I was inspecting the girl’s picture when the sound of a key in the front door cracked the soft, still ochre of the room and, startled, I made to push it under a seat cushion. America walked into the sala. She took in the albums stacked on the piano, the one open on my lap, my hand sliding out of the upholstery. ‘Haven’t I enough to do without you making more of a mess?’ she said sulkily. She dropped the bag she had been carrying, pointed to it on the floor. I picked it up and carried it through to the kitchen. The bag smelled of fish. I unwrapped the grouper and baby squid and slipped them into bowls, covering them over with water. I left the bowls on the counter next to the sink. I was drying my hands when America burst through the kitchen door. ‘Have you any business at all looking at these, Mister?’ she said with unexpected ferocity. Her voice made me jump. ‘Where did you find it?’ She thrust a photograph at me, jerking it away again as I reached for it. The girl under the yellow bell tree. ‘The boys see it?’ I shook my head. ‘Tell the truth now!’ she shouted.

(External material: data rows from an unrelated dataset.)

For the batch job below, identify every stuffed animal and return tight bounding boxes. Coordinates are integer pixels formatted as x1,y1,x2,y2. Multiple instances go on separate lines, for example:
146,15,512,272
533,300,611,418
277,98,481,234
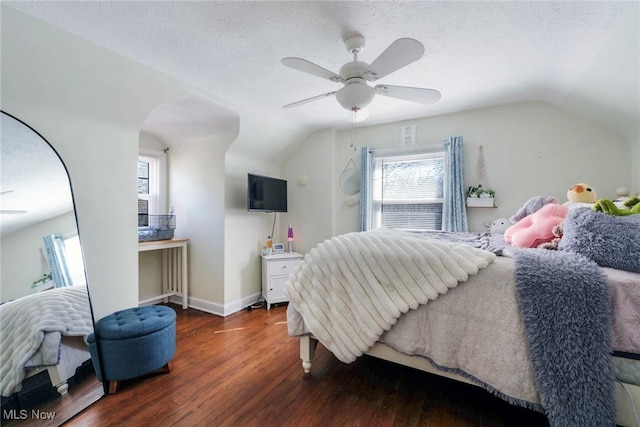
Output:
509,196,558,223
593,197,640,216
489,218,511,234
504,203,569,248
538,224,564,251
564,183,598,206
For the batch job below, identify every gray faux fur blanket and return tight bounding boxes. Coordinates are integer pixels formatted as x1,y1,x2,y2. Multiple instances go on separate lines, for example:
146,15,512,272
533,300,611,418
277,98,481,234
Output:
514,249,616,427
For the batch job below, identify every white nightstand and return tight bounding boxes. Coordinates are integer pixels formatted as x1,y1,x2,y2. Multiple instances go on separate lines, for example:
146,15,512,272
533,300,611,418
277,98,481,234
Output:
262,252,302,310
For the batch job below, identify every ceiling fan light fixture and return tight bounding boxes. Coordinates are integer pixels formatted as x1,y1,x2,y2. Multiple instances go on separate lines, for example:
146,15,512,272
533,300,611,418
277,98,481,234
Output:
336,83,376,111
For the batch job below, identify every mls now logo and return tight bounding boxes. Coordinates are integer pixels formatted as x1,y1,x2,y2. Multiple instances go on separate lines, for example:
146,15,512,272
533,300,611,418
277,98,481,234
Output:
2,409,56,420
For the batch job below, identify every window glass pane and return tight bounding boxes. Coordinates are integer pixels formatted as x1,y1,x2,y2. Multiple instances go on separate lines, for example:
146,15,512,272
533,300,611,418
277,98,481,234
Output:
381,203,442,231
64,235,87,286
382,158,444,200
372,152,445,231
138,161,149,194
138,199,149,227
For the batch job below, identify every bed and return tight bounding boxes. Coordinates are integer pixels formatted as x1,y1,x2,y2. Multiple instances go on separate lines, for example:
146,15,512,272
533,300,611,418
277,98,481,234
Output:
286,209,640,426
0,286,93,397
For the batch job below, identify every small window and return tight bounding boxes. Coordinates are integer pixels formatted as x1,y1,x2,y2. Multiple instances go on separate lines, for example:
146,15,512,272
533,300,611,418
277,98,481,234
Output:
371,151,445,231
64,233,87,286
138,149,166,227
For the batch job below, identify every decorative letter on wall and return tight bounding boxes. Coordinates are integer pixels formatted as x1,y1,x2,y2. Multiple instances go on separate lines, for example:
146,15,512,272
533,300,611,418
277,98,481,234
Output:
400,125,418,146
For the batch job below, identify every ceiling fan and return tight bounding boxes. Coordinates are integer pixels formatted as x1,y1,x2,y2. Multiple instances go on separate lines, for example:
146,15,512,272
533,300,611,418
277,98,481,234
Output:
282,33,441,112
0,190,28,215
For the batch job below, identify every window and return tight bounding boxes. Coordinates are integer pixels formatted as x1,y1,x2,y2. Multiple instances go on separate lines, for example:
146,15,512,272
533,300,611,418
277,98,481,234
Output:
371,148,445,231
63,233,87,286
138,149,166,227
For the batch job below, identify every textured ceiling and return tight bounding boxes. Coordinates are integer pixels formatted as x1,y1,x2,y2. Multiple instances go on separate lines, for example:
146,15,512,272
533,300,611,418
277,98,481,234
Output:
3,1,638,130
0,114,73,235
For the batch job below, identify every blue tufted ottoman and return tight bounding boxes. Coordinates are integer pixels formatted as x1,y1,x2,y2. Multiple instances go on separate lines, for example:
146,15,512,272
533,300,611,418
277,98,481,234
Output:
87,305,176,394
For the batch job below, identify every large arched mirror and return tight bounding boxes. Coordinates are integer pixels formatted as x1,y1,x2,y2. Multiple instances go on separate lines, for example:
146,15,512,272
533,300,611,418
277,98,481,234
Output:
0,112,103,425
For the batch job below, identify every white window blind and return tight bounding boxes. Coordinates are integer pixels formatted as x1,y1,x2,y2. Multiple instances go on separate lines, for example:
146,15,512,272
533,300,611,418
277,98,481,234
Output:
138,149,166,227
372,151,445,231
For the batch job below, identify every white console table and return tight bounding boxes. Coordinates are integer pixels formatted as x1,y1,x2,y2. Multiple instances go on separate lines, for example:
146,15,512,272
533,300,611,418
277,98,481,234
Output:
138,238,189,308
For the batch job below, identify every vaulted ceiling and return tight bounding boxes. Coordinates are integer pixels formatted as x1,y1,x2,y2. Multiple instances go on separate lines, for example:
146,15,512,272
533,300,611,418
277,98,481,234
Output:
3,1,640,134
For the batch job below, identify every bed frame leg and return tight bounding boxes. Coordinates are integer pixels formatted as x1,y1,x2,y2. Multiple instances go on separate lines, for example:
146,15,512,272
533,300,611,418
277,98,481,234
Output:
300,335,318,374
56,381,69,396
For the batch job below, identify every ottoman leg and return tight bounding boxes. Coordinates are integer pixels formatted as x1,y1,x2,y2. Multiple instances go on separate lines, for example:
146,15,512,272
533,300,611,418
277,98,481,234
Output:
107,381,120,394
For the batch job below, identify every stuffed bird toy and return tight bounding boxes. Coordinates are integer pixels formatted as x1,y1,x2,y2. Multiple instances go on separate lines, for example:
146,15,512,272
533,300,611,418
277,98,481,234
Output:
565,183,598,205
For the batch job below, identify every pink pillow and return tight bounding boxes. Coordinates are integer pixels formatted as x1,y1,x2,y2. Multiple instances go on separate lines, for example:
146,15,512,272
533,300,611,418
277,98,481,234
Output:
504,203,569,248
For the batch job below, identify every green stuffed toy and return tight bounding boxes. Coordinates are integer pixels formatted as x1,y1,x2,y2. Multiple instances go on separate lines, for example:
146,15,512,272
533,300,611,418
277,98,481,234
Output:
593,197,640,216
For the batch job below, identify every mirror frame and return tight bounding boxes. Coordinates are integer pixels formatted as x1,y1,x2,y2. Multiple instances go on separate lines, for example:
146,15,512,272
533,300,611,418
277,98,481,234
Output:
0,109,106,423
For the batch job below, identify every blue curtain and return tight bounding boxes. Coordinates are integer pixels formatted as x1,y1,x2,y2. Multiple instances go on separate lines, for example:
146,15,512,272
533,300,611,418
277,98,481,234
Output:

‘They haven’t been home all morning.’ My voice sounded wheedling. America glared at me. She stalked over to the Frigidaire and placed the photograph on top of it, pushing it as far back as she could. She had to stand on her tiptoes to do it. I looked away before she turned round again. She moved over to the counter and tossed the baby squid roughly into the sink. She turned the tap on full. Water spattered her blouse. I lurched forward and turned the tap down, retreating again quickly. America grabbed a knife. One by one she stabbed each squid between the eyes and squeezed out the ink, plunging them into the water to rinse them before dropping them back into the bowl. When she was done she moved away. I slid a plate over the top of the squid to cover them.

‘Who is she?’ I ventured.

‘I’ll tell her I caught you snooping,’ America said tautly without looking up. I didn’t repeat my question. America carried on working in silence, clattering dishes once or twice when I glanced over at the Frigidaire. Pretty soon I stopped looking, though I remained conscious of its white bulk as I moved round the kitchen during the afternoon.